Confissões de um Cavalo do Jockey Club – Parte 2

Semana 35

Prezados animais humanos, continuo meu apelo por liberdade. Agora, nesta segunda parte, faço minhas as palavras de Frederick Douglass. Ele nasceu escravizado nos EUA em conseguiu fugir em 1838, tornando-se mundialmente conhecido por seus discursos abolicionistas.

Como nós, animais não humanos, não temos a capacidade de vocês, animais humanos, de articular nossas ideias no papel, pedimos licença para Douglass. Que estas falas dele sejam transportadas para nossa realidade agora, que a leitora imagine que somos nós fazendo esse percurso para a liberdade. As histórias que ele conta, imagine que temos muitas parecidas nas granjas e estábulos e abatedouros. As cenas fortes que ele descreve, imagine que temos muitas parecidas em toda indústria da pecuária.

Douglass descreveu suas ideias e seu mundo, de homem escravizado para homem livre.
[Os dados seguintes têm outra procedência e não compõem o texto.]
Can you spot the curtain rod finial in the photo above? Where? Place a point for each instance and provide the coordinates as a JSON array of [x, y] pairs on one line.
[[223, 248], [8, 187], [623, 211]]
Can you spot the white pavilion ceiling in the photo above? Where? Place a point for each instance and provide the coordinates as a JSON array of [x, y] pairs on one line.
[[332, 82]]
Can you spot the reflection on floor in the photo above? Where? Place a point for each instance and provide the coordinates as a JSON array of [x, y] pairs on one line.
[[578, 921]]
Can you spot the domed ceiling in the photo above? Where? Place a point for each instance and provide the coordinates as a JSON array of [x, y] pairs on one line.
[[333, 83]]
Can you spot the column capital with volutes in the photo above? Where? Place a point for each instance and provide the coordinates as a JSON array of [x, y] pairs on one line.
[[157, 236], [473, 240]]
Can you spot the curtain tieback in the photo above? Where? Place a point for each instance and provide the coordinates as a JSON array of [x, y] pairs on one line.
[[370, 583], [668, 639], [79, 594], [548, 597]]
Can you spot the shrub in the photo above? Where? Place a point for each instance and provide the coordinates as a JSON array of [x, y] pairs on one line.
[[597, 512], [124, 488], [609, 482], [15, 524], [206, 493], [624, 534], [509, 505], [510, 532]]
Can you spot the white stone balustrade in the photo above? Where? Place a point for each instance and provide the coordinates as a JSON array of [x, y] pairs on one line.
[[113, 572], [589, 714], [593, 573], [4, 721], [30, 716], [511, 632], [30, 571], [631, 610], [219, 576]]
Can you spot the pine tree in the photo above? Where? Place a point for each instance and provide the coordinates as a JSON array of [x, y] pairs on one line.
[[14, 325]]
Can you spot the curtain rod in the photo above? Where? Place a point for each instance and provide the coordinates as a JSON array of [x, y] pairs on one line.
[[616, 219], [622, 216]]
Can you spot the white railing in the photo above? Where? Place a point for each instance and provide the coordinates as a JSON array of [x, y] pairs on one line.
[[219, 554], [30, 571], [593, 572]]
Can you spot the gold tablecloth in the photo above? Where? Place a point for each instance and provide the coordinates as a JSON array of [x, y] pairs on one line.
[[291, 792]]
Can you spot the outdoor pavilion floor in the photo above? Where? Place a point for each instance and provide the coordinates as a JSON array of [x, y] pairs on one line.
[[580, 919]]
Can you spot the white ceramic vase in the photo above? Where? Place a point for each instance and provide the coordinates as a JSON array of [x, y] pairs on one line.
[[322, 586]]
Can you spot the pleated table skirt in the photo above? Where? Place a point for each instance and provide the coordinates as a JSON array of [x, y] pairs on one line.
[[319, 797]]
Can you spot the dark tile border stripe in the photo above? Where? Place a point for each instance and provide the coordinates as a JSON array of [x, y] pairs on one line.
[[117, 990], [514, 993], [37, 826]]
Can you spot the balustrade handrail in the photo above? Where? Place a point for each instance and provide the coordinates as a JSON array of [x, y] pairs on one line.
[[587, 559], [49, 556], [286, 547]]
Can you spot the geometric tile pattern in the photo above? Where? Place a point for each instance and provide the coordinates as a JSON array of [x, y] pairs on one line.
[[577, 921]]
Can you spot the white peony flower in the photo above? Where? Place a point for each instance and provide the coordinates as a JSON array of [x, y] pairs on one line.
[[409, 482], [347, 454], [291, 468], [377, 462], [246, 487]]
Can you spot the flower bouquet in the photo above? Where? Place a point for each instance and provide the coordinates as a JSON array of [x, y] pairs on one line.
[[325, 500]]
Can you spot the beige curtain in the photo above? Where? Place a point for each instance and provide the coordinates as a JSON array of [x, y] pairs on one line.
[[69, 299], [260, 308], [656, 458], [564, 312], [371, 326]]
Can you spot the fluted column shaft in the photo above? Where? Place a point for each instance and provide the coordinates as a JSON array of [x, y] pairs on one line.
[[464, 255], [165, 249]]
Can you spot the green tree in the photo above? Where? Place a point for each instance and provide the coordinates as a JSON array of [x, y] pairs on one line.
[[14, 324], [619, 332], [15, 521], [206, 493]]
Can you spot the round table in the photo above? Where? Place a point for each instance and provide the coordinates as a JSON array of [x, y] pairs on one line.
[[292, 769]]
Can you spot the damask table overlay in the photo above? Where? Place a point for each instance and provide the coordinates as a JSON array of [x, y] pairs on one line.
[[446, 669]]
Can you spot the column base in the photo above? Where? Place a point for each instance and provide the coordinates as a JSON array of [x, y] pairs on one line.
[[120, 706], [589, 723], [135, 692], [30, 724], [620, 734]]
Tomem os relatos dele como uma metáfora para serem empáticos conosco, animais não humanos. Considerem parar com essa opressão e violência desnecessária, focada apenas no prazer individual de vocês. 

Queridos animais humanos, nós vivemos no inferno e vocês são nosso demônio. Por favor, libertem-nos de uma vez dessa crueldade!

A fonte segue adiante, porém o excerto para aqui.